Linux privilege escalation with 'sudo'

Learn how to exploit 'sudo' for privilege escalation on Linux.

Linux privilege escalation with 'sudo'

The sudo command allows users to run commands with root privileges, without being root.

In some cases, non-root users are given the ability to run certain commands with administrative privileges. For example, a website user might be configured on a server to run all commands necessary for hosting and managing a website. Some of these commands might have been given permission to run using sudo.

To find out which sudo commands the current user has access to, run the following:

sudo -l

If we are lucky, we might get output similar to the following:

User website may run the following commands on website-hosting-server:
    (ALL) NOPASSWD: /usr/bin/ruby

In this example, ruby has been configured to run using sudo for the website user. Now that we have this information, we can find a way to exploit it. GTFOBins is a great resource for finding such exploits.

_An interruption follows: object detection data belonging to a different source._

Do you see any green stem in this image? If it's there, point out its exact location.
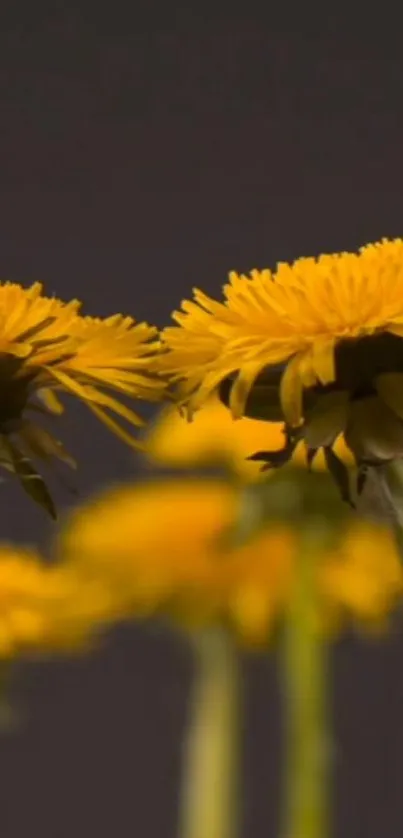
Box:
[179,631,240,838]
[282,538,329,838]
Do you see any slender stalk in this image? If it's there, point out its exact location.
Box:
[282,538,330,838]
[179,630,240,838]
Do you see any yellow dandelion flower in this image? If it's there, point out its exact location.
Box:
[0,283,164,516]
[157,239,403,496]
[145,396,353,480]
[0,545,117,659]
[60,479,403,645]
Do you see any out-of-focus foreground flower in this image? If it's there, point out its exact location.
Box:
[61,475,403,645]
[0,545,120,660]
[157,239,403,498]
[0,283,164,516]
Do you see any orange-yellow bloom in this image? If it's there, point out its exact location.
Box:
[145,396,353,480]
[157,239,403,486]
[0,545,120,659]
[0,283,164,514]
[60,479,403,645]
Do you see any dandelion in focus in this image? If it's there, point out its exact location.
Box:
[0,283,164,517]
[157,239,403,506]
[144,396,354,482]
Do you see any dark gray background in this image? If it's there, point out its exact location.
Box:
[0,8,403,838]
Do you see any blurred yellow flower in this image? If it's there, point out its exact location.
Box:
[60,479,403,645]
[0,282,164,516]
[156,239,403,486]
[145,396,353,480]
[0,545,119,659]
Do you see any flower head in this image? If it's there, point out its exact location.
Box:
[0,545,119,660]
[0,283,164,515]
[158,239,403,498]
[61,479,403,645]
[144,396,353,481]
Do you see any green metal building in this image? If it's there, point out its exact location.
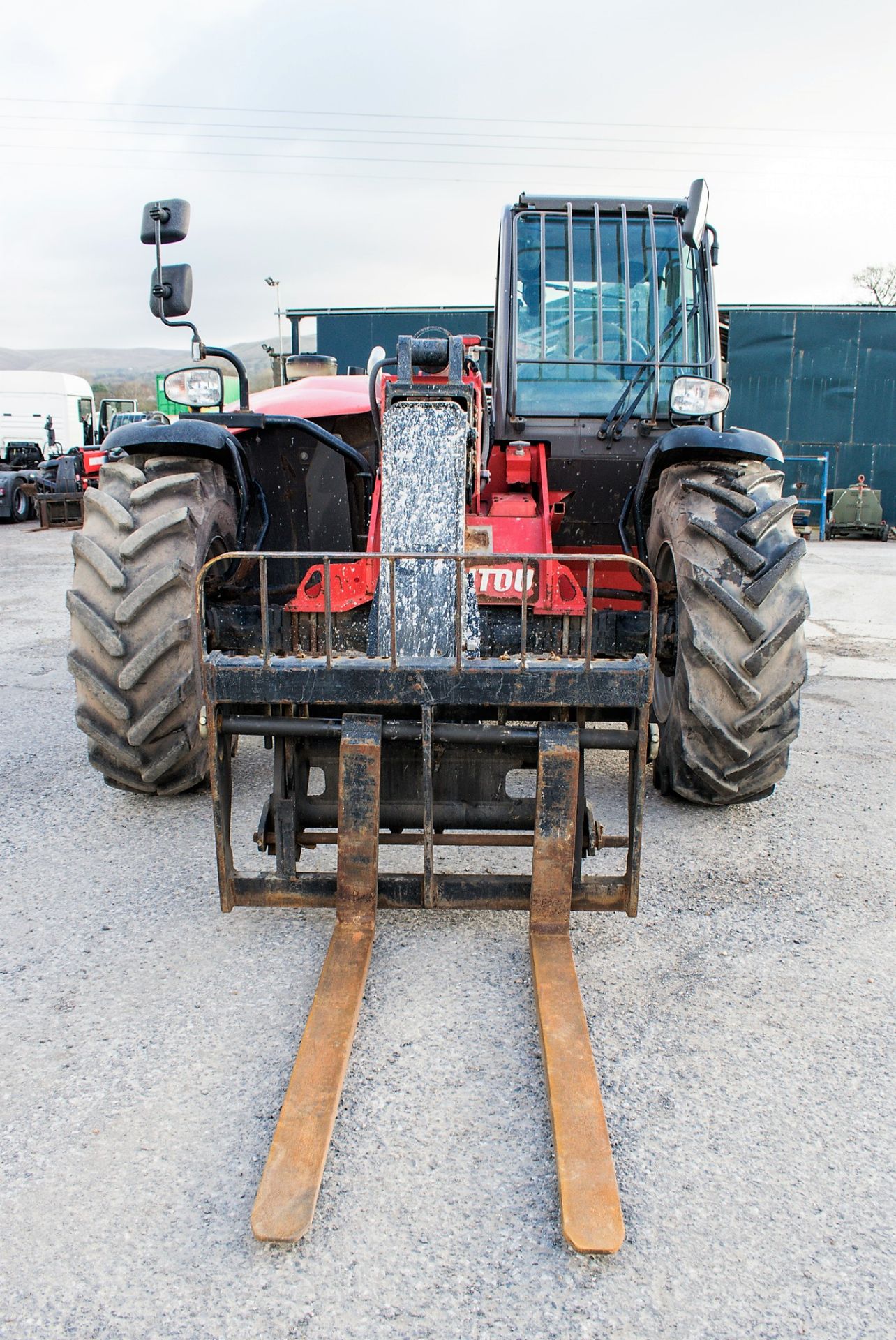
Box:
[722,306,896,521]
[287,306,896,521]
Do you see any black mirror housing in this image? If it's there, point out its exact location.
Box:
[150,265,193,318]
[141,200,191,246]
[682,177,710,248]
[283,354,336,382]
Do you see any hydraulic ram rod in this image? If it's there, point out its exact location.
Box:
[218,715,638,750]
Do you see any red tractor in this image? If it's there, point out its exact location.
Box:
[68,188,807,1251]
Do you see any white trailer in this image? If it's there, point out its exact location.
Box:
[0,371,137,521]
[0,371,96,462]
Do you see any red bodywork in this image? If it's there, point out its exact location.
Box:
[264,362,640,615]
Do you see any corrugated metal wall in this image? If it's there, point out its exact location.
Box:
[726,307,896,521]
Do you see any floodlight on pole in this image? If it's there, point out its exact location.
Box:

Searching GTFOBins for ruby, and filtering by sudo, gives us the following command:

ruby -e 'exec "/bin/sh"'

Running this command as our example website user will start a new bash shell with root privileges! 🎉

Of course, sudo -l could return a plethora of different commands which run using sudo, so you will need research each individual command to find a working sudo exploit.

Closing thoughts

It's not guaranteed that all systems will have the same configuration described in this post, but it's worth checking sudo -l and GTFOBins, as it might enable privilege escalation.